You can always count on writer/director John Sayles to produce a socially-relevant film, whether a hilarious comedy ala The Brother from Another Planet, or relatively-sober sagas such as Matewan, The Secret of Roan Inish, Sunshine State or Honeydripper, to name a few. The two-time, Oscar-nominee’s (for Lonestar and Passion Fish) latest offering is no exception, with the inveterate iconoclast tackling yet another intriguing subject in novel fashion.
Set in 1900, Amigo is a character-driven drama unfolding against the backdrop of the Philippine-American War. Shot on location, the film effectively highlights how this ostensibly-unprovoked military engagement marked the United States’ emergence as an imperial power.
Rather than drive home that point via victorious battle sequences like a typical war flick, the story telescopes rather tightly on the treatment of a group of indigenous peoples by a garrison of troops led by a no-nonsense Army Colonel (Chris Cooper). The soldiers under Colonel Hardacre’s command have been assigned the task of holding a Filipino peasant village while flushing out any guerillas who might be lurking in the vicinity.

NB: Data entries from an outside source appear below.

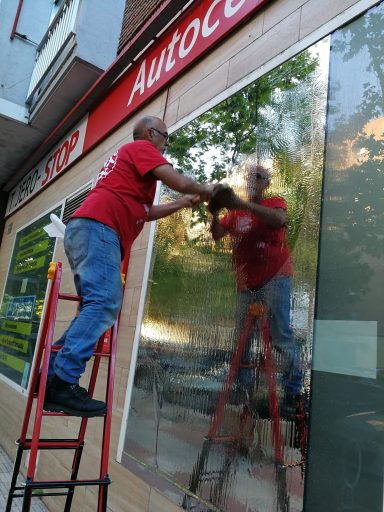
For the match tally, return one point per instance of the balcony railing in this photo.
(59, 32)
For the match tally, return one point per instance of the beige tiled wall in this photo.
(271, 32)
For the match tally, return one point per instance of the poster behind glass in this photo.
(23, 299)
(234, 435)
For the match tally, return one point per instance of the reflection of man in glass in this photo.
(263, 267)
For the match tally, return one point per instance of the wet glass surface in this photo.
(346, 454)
(220, 398)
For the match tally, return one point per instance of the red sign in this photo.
(199, 30)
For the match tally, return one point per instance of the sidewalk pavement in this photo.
(6, 468)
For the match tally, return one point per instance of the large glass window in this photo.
(234, 435)
(346, 455)
(23, 299)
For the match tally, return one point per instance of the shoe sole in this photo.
(50, 407)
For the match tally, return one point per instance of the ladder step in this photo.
(62, 484)
(69, 296)
(56, 348)
(47, 444)
(53, 413)
(39, 495)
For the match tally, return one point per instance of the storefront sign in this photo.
(199, 30)
(47, 169)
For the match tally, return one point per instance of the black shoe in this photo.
(62, 396)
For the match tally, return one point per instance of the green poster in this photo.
(23, 299)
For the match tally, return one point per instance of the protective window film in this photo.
(346, 454)
(220, 398)
(23, 299)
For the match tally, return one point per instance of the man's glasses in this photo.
(163, 134)
(261, 177)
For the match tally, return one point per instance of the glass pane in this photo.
(23, 299)
(346, 456)
(220, 397)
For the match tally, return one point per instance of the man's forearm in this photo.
(275, 217)
(163, 210)
(217, 230)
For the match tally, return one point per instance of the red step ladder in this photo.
(256, 317)
(105, 348)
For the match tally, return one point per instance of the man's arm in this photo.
(163, 210)
(181, 183)
(275, 217)
(217, 230)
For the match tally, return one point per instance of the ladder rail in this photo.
(47, 341)
(39, 378)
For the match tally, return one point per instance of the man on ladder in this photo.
(97, 236)
(263, 267)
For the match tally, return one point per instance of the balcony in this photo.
(72, 54)
(60, 34)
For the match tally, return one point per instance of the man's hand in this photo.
(190, 200)
(207, 191)
(163, 210)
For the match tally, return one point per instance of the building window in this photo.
(346, 453)
(199, 293)
(23, 299)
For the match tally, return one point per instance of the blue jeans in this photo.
(276, 296)
(94, 255)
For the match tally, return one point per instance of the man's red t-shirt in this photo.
(124, 190)
(260, 251)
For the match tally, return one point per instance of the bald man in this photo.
(97, 236)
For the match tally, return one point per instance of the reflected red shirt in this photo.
(124, 190)
(260, 252)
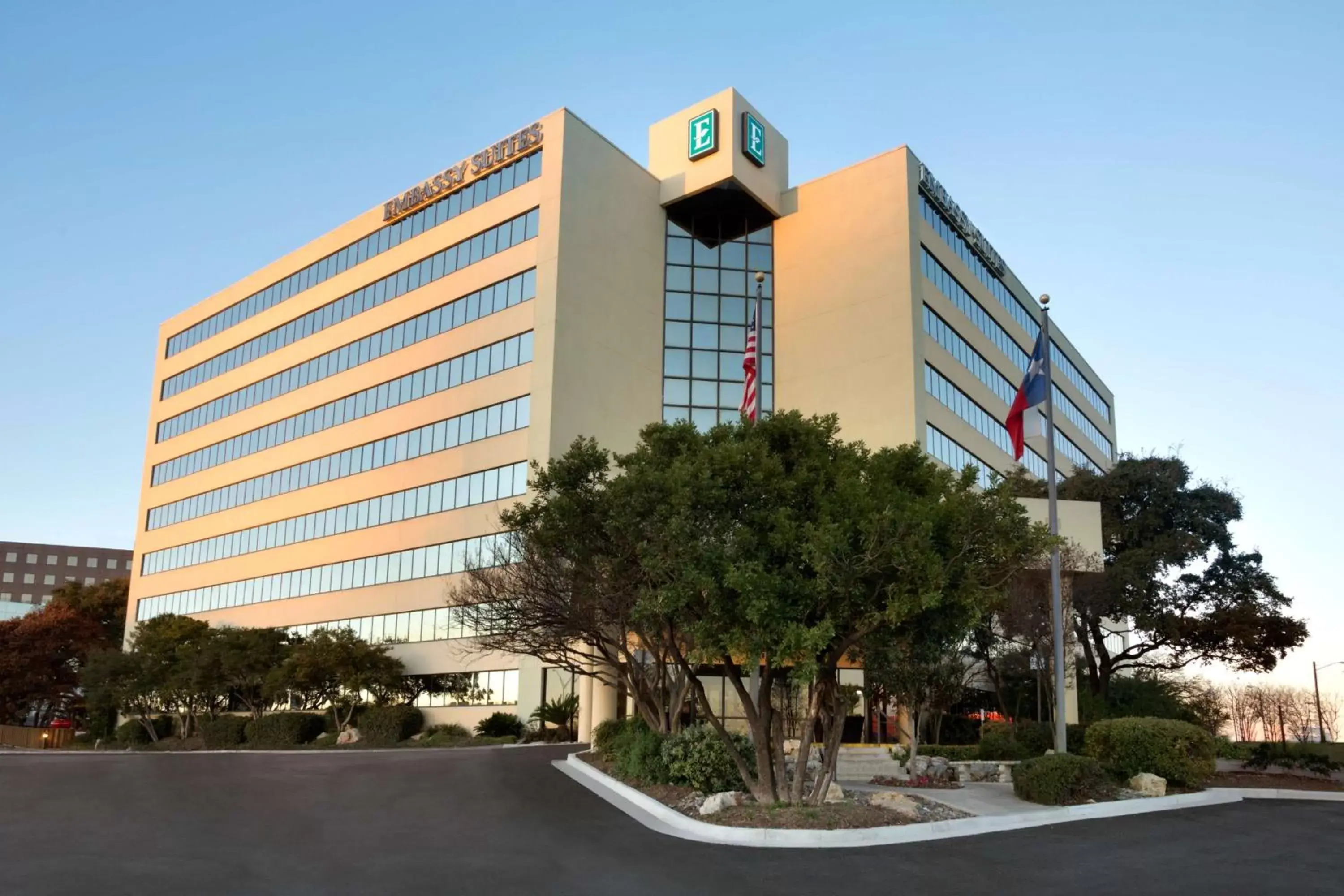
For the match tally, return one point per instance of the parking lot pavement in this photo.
(504, 821)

The mission proves easier said than done, despite the town mayor’s (Joel Torre) assurances of full cooperation. For it soon becomes hard for the locals to understand exactly how they’ve been freed by the GIs once martial law is declared and they’re forced to work the farmland not for themselves but for the benefit of the explotative invaders.
Mayor Rafael especially finds himself on the horn of a dilemma, after observing the bloody brand of justice being dispensed on the spot to anyone even just suspected of being a traitor to the American cause. He ends up between a rock and a hard place because his brother, Simon (Ronnie Lazaro), is a rebel still at large who organizes raids around the region against the occupiers and their collaborators.

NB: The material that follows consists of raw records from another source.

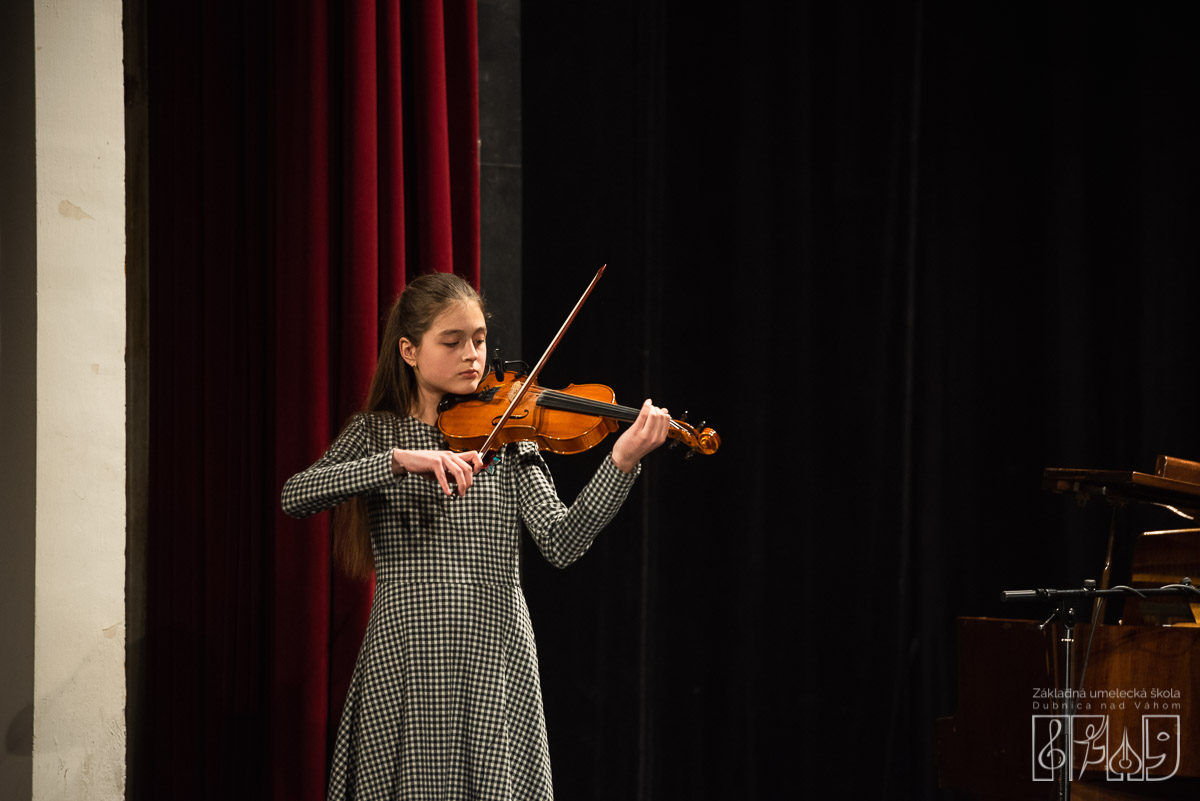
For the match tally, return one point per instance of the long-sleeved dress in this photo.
(445, 699)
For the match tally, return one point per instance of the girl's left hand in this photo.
(643, 435)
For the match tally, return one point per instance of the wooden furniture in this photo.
(1137, 714)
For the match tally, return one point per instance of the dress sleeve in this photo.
(565, 533)
(347, 469)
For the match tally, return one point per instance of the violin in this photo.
(564, 421)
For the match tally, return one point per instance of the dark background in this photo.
(903, 257)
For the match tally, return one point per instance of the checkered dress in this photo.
(445, 700)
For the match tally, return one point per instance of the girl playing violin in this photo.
(445, 699)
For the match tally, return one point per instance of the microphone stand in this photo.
(1066, 615)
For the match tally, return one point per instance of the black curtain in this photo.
(903, 257)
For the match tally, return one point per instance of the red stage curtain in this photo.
(306, 160)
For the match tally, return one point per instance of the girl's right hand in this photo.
(444, 467)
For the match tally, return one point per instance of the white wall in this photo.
(78, 745)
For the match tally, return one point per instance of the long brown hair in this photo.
(394, 392)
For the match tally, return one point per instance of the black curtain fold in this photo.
(904, 257)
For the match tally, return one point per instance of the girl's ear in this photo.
(407, 351)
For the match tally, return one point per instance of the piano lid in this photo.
(1174, 483)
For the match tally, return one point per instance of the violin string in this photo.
(568, 402)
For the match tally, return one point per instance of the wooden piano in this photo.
(1135, 723)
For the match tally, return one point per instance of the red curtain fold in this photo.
(376, 215)
(306, 160)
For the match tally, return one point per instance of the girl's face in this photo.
(451, 355)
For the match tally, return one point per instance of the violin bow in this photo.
(533, 375)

Exploring a plethora of themes of Shakespearean proportions ranging from loyalty and betrayal, to power and greed, to love and passion, Amigo employs an intimate approach to deliver a thought-provoking message about U.S. foreign policy while simultaneously subtly suggesting parallels with the country’s recent rationalizations of preemptive aggression. A cinematic history connecting the dots between Manifest Destiny and The Bush Doctrine.

Excellent (3.5 stars)
Rated R for violence and profanity.
In English and Tagalog with subtitles.